Un explorateur anglais navigue vers le pôle quand il sauve in extremis un homme à la dérive sur un bloc de glace.
Le rescapé du nom de Frankenstein semble torturé par un lourd secret quand il décide de se livrer à son sauveteur.
On a tous en tête Frankenstein et sa créature, personnages devenus aussi mythiques que Dracula dans l'univers littéraire et cinématographique.
J'aime cependant ce retour au source et la découverte des textes orignaux fondateurs.

Nous sommes en pleine période du roman gothique anglais, son déclin est proche et les auteurs cherchent à faire évoluer le genre ; transition dont Shelley deviendra emblématique avec ce roman qui a posteriori sera considéré comme la première œuvre SF.
Dracula n'a pas encore vu le jour et les romanciers s'amusent à faire peur, à soumettre leurs personnages à l'effroi et aux tourments de la folie...

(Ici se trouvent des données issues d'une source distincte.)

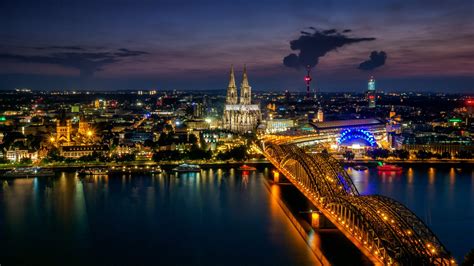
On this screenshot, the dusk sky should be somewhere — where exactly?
[0,0,474,92]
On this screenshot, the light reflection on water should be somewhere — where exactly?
[0,169,315,265]
[347,166,474,261]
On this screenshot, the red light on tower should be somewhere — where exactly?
[304,66,312,100]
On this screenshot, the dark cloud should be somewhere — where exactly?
[0,46,148,77]
[358,51,387,70]
[35,46,86,51]
[114,48,149,57]
[283,27,375,68]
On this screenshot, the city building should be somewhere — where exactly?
[60,145,109,159]
[367,77,376,108]
[265,119,295,133]
[223,67,261,133]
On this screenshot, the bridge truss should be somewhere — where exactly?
[261,141,455,265]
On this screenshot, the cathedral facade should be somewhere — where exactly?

Ici, en s'inspirant des légendes de Golem ou de Prométhée modernisées, un scientifique sous le coup d'une frénésie inconsciente donne la vie à une créature monstrueuse. Regrettant son geste, il s'en détourne jusqu'à ce que le monstre vienne le hanter.

La trame en soit est assez bonne et équilibrée, le thème juste.
Pour moi, lectrice du XXIème siècle, ce qui pêche c'est le récit en lui même.

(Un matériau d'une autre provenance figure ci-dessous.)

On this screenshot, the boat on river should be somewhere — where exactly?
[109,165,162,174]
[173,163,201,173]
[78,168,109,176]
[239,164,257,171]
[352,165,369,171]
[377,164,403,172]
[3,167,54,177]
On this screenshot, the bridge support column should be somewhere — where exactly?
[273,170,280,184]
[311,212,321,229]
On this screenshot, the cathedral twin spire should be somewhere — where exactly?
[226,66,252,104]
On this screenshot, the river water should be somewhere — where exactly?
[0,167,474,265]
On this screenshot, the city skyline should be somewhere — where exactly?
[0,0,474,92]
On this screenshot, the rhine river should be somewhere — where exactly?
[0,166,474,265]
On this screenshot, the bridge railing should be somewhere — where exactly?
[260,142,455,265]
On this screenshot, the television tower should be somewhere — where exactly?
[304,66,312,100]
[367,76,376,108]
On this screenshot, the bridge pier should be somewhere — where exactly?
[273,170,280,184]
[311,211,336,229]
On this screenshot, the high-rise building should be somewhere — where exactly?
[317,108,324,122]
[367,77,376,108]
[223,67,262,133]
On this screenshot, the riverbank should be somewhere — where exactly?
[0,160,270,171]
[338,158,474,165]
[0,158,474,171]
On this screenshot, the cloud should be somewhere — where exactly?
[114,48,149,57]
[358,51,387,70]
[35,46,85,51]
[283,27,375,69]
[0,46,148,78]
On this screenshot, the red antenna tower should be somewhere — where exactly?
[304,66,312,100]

Sur la forme déjà, les propos rapportés, les différents narrateurs tous s'expriment avec le "je" et le style invariant, ce qui crée des confusions parfois (qui parle ? est-ce du vu ou du rapporté ? etc...)
De plus, Frankenstein, narrateur principal, en proie avec le remords et le chagrin se décrit surtout lui-même ; soit pour expliquer son geste initial, soit pour montrer son désespoir.
La créature, elle, ne vient qu'en second plan, on en sait peu de choses au final, ni sur sa création ni sur son apparence détaillée.

Ensuite, il y a de fortes incohérences qui rendent le tout peu crédible.
Le passage récit de la créature par exemple. Rien que sa manière de s'exprimer, parfaitement égale à celle de son créateur n'est pas plausible, trop humanisante et sonne faux. Tout comme les nombreuses références littéraires évoquées, qu'on survole plus comme un catalogue que comme des éléments de description ou de compréhension.

Au final çà manque de rythme. Frankenstein s'étendant trop sur son tourment, sa culpabilité...
Seule la fin, avec son dénouement ouvert donne satisfaction.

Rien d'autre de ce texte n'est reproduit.